A lot of research has gone into why different organisms age at such different speeds, and (more importantly) how to control it. The ultimate goal, selfish though it may sound, is extending the healthy human life span. Imagine if we reached our healthy adult physiology at (say) age twenty-five or so, and then went into stasis with respect to aging for two hundred or three hundred years -- or more?
Heady stuff. For me, the attraction is not so much avoiding death (although that's nice, too). I was just chatting with a friend yesterday about the fact that one of my biggest fears is being dependent on others for my care. The idea of my body and/or mind degrading to the point that I can no longer care for my own needs is profoundly terrifying to me. And when you add to the normal age-related degradation the specter of diseases such as Alzheimer's and ALS -- well, all I can say is that I agree with my dad, who said that compared with that fate, "I'd rather get run over by a truck."
Leaving that aside, though, a particularly interesting piece of research that has bearing on this field was published last week in the journal Science Advances. But to understand it, you have to know a little bit about a peculiarity of genetics first.

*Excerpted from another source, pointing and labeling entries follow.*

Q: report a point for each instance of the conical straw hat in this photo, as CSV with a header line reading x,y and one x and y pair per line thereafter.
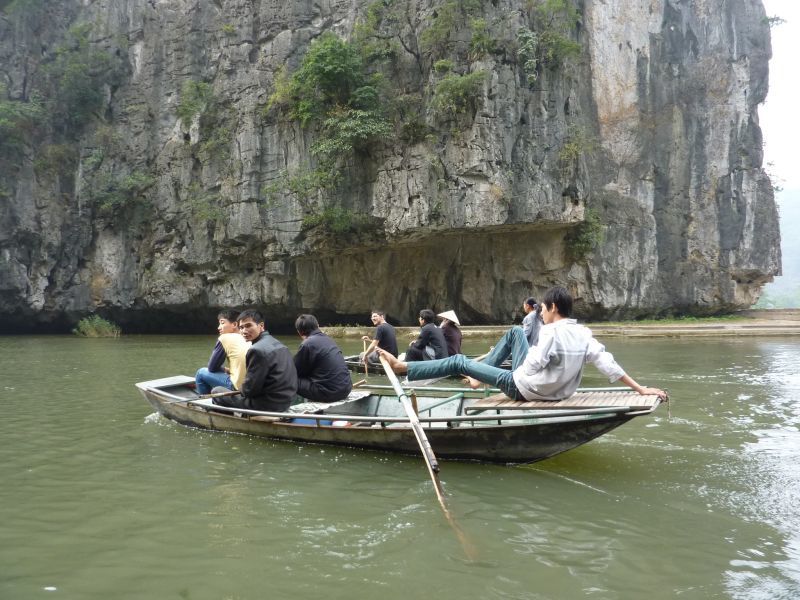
x,y
450,316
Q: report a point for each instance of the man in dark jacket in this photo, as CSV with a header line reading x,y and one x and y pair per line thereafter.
x,y
271,380
322,374
431,343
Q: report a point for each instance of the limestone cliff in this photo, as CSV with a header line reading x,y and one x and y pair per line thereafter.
x,y
611,146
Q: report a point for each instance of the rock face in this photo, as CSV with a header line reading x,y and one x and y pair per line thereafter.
x,y
629,171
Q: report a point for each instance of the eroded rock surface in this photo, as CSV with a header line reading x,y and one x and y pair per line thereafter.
x,y
651,132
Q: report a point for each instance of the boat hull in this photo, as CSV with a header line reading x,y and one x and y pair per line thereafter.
x,y
501,443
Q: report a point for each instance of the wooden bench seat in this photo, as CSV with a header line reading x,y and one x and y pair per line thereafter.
x,y
593,399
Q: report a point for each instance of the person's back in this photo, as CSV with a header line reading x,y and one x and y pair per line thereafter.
x,y
230,346
532,322
452,333
430,344
387,338
271,379
270,383
236,350
553,368
322,374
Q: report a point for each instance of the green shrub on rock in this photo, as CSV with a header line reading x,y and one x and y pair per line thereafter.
x,y
96,326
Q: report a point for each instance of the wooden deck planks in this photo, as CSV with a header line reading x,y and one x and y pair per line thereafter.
x,y
577,400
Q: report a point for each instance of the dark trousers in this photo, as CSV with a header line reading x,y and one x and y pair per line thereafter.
x,y
315,392
239,401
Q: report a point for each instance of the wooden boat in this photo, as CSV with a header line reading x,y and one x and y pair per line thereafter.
x,y
356,366
459,423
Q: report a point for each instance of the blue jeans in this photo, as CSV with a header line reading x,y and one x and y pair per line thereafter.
x,y
513,344
204,380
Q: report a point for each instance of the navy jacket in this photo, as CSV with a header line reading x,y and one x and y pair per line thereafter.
x,y
432,336
271,379
320,363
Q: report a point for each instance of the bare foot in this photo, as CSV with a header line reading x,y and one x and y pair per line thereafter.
x,y
472,382
397,366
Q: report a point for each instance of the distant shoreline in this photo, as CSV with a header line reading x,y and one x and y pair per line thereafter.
x,y
781,322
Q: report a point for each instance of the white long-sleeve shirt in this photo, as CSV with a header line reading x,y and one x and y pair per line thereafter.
x,y
552,369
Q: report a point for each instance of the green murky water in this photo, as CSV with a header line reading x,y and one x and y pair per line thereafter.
x,y
101,499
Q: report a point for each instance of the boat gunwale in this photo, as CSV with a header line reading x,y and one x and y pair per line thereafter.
x,y
541,415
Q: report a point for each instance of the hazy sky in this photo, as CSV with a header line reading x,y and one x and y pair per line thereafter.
x,y
779,115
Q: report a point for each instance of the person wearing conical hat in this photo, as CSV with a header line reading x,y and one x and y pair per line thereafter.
x,y
532,322
452,334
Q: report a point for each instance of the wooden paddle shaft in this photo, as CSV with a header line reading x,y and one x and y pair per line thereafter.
x,y
416,426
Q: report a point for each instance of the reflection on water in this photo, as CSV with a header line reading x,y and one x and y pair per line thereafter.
x,y
100,498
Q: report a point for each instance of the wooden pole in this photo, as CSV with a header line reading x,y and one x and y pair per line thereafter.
x,y
430,458
364,345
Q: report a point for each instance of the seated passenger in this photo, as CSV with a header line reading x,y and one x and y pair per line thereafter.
x,y
551,370
322,374
230,346
270,383
532,322
452,334
384,338
430,344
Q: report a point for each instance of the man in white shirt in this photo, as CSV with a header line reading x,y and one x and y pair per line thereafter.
x,y
551,370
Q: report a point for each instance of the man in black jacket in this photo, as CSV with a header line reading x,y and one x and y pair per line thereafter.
x,y
271,380
322,374
431,343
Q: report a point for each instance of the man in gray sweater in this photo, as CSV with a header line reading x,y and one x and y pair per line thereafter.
x,y
551,370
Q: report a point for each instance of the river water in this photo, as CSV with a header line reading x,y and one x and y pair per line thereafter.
x,y
100,498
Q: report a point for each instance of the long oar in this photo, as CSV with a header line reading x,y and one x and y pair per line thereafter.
x,y
429,456
364,345
419,433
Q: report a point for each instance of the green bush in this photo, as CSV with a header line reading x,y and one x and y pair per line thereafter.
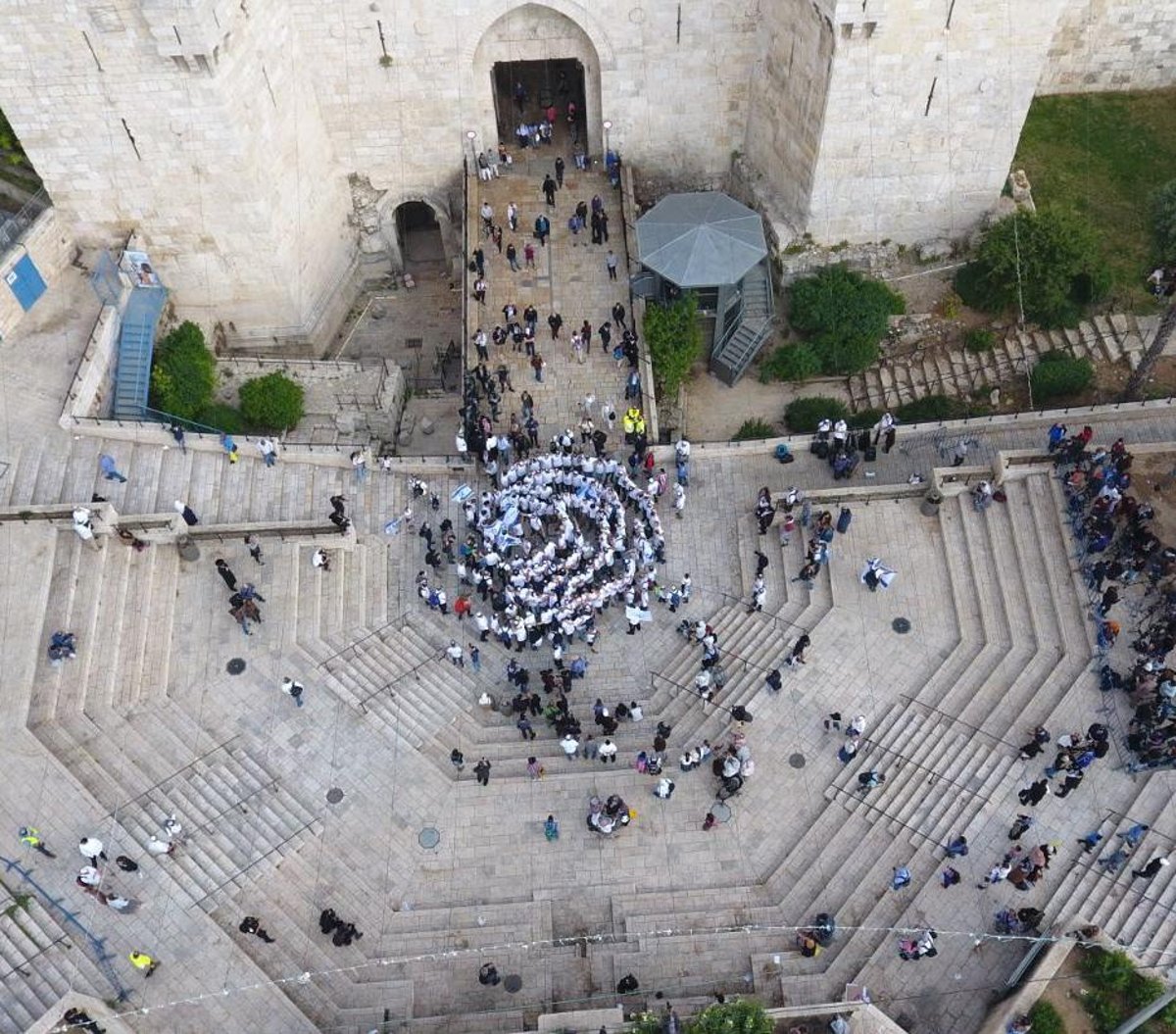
x,y
1048,260
791,363
223,418
932,407
1045,1018
183,373
674,339
845,316
1163,222
1106,970
271,403
753,429
980,339
742,1016
1057,374
1103,1010
805,415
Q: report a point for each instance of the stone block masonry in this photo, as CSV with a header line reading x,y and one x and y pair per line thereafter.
x,y
224,133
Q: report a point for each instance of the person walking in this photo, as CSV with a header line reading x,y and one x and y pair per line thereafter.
x,y
186,512
144,962
294,689
269,451
252,924
226,573
482,770
254,550
30,836
92,848
110,470
1151,869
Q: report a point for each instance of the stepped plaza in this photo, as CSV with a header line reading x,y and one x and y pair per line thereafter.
x,y
351,801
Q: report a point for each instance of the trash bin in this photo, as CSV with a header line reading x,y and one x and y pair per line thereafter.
x,y
930,504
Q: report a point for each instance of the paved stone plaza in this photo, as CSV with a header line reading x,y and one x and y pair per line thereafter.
x,y
148,721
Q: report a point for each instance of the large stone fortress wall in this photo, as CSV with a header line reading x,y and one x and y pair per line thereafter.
x,y
239,135
1111,45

Several decades ago, a geneticist named Barbara McClintock was working with patterns of seed color inheritance in "Indian corn." In this variety, one cob can bear seeds with dozens of different colors and patterns. After much study, she concluded that her data could only be explained by there being "transposable elements" -- genetic sequences that were either clipped out and moved, or else copied and moved -- functions similar to the "cut-and-paste" and "copy-and-paste" commands on your computer. McClintock wrote a paper about it...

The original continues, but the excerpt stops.